Insurers work on the assumption that any modification made to the body or mechanics of a car might not be properly guaranteed, which generally results in the risk increasing along with the insurance premiums. Although a car’s value may increase after being enhanced, the modifications might also make the car more appealing to thieves.

Insurers use a group rating system of 1–50 when assessing how much a car will cost to insure. The lower the rating, the cheaper that car is to insure. When modifications are made to make a car look better or drive faster, this can mean insurers alter the rating of the car, often to a higher rating, because the risk increases and leads to more expensive insurance.

If you’re planning to modify your car, it’s worth contacting your insurer to see whether it can still offer you cover and if your premiums will increase as a result.

What does modified car insurance cover?

The features and cover benefits to each modified car insurance policy will differ depending on which insurer you go to but specific cover benefits may include:

  • Agreed value cover. An insurer will guarantee paying you the agreed value of the car’s worth that you set if your modified car is stolen or written off.
  • Free cosmetic modifications. Whether you choose a vinyl wrap or upgraded alloy wheels, these may be included as standard.
  • Limited mileage. An insurer may specify that a certain annual mileage must not be exceeded, for example 5,000 miles.
  • Like-for-like replacement for all modifications. In the event of an accident, you’ll have peace of mind that your insurer will replace your car with the same modified parts or accessories.

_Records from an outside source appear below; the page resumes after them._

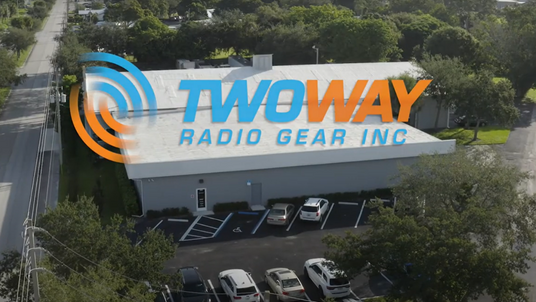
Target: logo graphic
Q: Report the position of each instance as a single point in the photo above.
(103, 86)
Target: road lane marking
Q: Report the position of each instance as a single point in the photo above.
(213, 290)
(294, 219)
(360, 213)
(222, 225)
(190, 228)
(260, 222)
(327, 216)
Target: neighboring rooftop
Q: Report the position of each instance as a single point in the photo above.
(165, 83)
(159, 151)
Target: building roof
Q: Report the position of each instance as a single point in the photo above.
(165, 83)
(159, 153)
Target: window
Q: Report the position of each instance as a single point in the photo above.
(291, 283)
(194, 289)
(313, 209)
(277, 212)
(339, 281)
(246, 291)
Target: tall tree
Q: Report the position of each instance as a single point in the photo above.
(479, 97)
(446, 74)
(462, 228)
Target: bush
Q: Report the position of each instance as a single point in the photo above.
(336, 197)
(231, 206)
(128, 192)
(168, 212)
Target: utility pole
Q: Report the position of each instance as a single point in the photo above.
(32, 253)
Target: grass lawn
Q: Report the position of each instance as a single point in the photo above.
(486, 135)
(531, 94)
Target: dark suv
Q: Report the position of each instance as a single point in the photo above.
(194, 287)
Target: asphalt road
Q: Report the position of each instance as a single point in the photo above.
(20, 122)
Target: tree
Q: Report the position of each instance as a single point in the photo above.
(462, 228)
(446, 74)
(512, 43)
(480, 97)
(289, 44)
(18, 40)
(354, 41)
(109, 246)
(455, 42)
(415, 29)
(9, 67)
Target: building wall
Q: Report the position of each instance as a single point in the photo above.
(180, 191)
(425, 117)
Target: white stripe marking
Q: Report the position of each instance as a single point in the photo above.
(260, 222)
(294, 219)
(213, 290)
(327, 216)
(207, 226)
(360, 213)
(213, 218)
(190, 228)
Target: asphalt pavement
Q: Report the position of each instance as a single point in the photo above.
(20, 125)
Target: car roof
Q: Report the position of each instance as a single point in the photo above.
(280, 206)
(190, 275)
(312, 201)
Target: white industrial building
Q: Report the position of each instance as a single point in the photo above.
(168, 174)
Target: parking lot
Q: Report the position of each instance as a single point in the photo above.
(244, 240)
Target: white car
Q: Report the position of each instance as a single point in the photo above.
(285, 284)
(331, 283)
(239, 286)
(314, 209)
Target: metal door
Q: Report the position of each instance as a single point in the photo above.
(256, 194)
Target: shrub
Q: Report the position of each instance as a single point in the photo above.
(168, 212)
(336, 197)
(128, 192)
(231, 206)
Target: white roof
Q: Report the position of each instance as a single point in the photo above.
(166, 83)
(159, 153)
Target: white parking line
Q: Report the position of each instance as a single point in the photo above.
(151, 230)
(360, 213)
(190, 228)
(213, 290)
(260, 222)
(213, 218)
(327, 216)
(294, 219)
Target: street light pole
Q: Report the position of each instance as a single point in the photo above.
(316, 49)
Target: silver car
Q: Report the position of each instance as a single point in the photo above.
(280, 214)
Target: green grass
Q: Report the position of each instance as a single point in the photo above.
(530, 95)
(486, 135)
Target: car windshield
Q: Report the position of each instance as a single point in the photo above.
(277, 212)
(310, 209)
(246, 291)
(338, 281)
(291, 283)
(195, 289)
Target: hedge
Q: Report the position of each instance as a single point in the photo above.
(336, 197)
(168, 212)
(128, 192)
(231, 206)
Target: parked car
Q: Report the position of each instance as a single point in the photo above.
(280, 214)
(194, 288)
(239, 286)
(314, 209)
(330, 282)
(285, 284)
(462, 120)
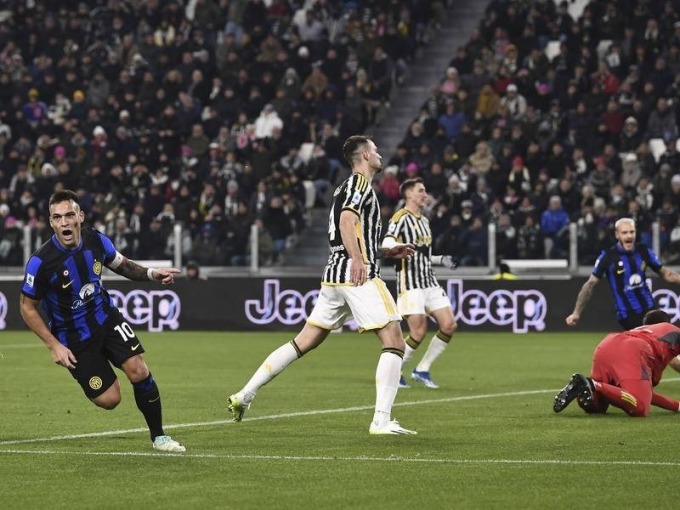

What modifications will increase the cost of my insurance?

An insurer will set its own set of terms and conditions about what is or isn’t allowed. What might be accepted with little change to your premium with one insurer may cost you dearly with another.

Generally, modifications made to enhance the look, performance or speed of a car will mean higher insurance premiums. Some of these include:

  • Body kit
  • Upgraded alloy wheels
  • Turbo or supercharge engine
  • Upgraded exhaust
  • Tinted windows
  • Lowered suspension
  • Spoilers
  • Paintwork or body wraps

There are other modifications that can be made to a car which will likely see premiums fall. Some of these changes include:

  • Parking sensors
  • Alarm
  • Tow bar

How to pay less on modified car insurance

  • Increase security. If your car isn’t currently fitted with an alarm, think about adding one to reduce your premium.
  • Have a secure location to park your car. Cars kept in a locked garage or on a secure driveway are usually cheaper to insure.
  • Limit your mileage. Letting your insurer know about a reduction in your mileage could result in cheaper insurance.
  • Increase excess. Agreeing to pay a bigger voluntary excess could make your overall premium cheaper, but remember your insurer won’t pay out for a claim that costs less than your excess. Be careful about making it too high as it could leave you out of pocket if damage occurs.
  • Add experienced drivers. Adding an older and more experienced driver to your policy could help to lower the premium.
  • Limit optional extras if you don’t need them. Think carefully about which optional extras you really want as adding extra protection to your policy will generally push the price up too.
  • Avoid paying monthly. If you can, try to pay for your premium in one go as you’ll pay interest if the premium is spread out over the year.
  • Limit modifications. Any modification made to your car to make it look or drive better is likely to increase your premiums so think carefully before making any changes of this nature.
  • Advanced driving course. Completing an advanced driving course could result in your insurer adding a discount to your premium.
  • Shop around. Don’t simply choose to renew your car insurance when it’s up for renewal as you could end up paying more than you need. Shop around and compare your options to find the best deal.